Radek Ladczuk

Babadook

Babadook

Babadook, l’uomo nero dell’australiana Jennifer Kent, è approdato nelle sale italiane lo scorso 15 luglio. Fiaba nera, spaccato psicologico di un rapporto madre-figlio, orrore. C’è tutto questo e molto altro in questa opera prima di un’ex attrice che annovera nella sua formazione anche un affiancamento al Lars Von Trier durante le riprese di Dogville e che ha costruito il film per quasi dieci anni, partendo da un suo vecchio corto, Monster.
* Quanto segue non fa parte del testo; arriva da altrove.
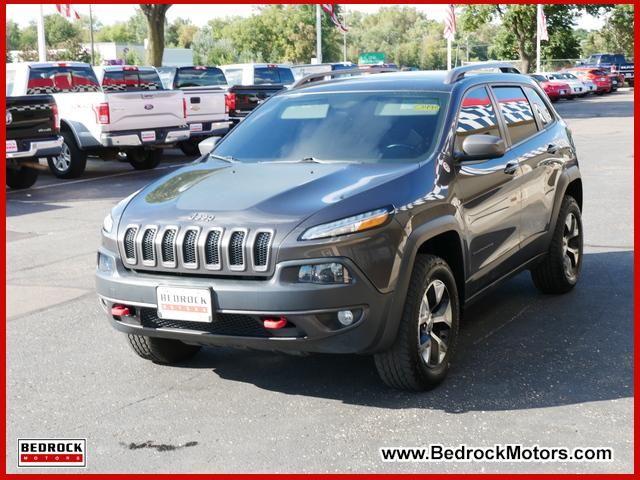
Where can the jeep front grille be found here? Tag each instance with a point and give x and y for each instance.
(209, 249)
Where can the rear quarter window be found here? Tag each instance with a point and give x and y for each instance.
(517, 113)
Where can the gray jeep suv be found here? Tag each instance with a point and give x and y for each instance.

Amelia è una giovane madre con un figlio ipervivace, violento e scarsamente incline alla socializzazione con i coetanei. E’ nato lo stesso giorno in cui il marito è morto per accompagnarla all’ospedale a partorire. Una vita difficile, la loro, che viene stravolta dalla lettura di un libro che ha come protagonista un mostro, Mr Babadook.

Con il mostro, nel suo vestito nero, con gli artigli e un cappello a cilindro, il male arriva dal buio, si nasconde sotto il letto e nell’armadio e prende le forme dei cappotti appesi alle pareti. Il film si trasforma da dramma psicologico a vero e proprio horror secondo i canoni moderni: messa in scena minimal, un solo luogo di azione e un audace gioco di montaggio.

Si capisce che è un dramma psicologico e si capisce ancora di più che a dirigere Babadook è una donna. Nessun uomo avrebbe potuto cogliere così profondamente il dramma di una madre costretta ad accudire un bambino difficile come Sam e a rielaborare il lutto per la perdita del marito. La pellicola, poi, diventa horror spaventando con poco. Si prende il suo tempo per costruire tensione e terrore: non succede mai niente di eclatante, ma le piccole cose che accadono si inseriscono in un’atmosfera tetra e tesa da restarne terrorizzati.

Completano questo piccolo capolavoro le illustrazioni del grafico americano Alexander Juhasz, la fotografia del polacco Radek Ladczuk e un tono da vecchio film in bianco e nero fine anni ’50.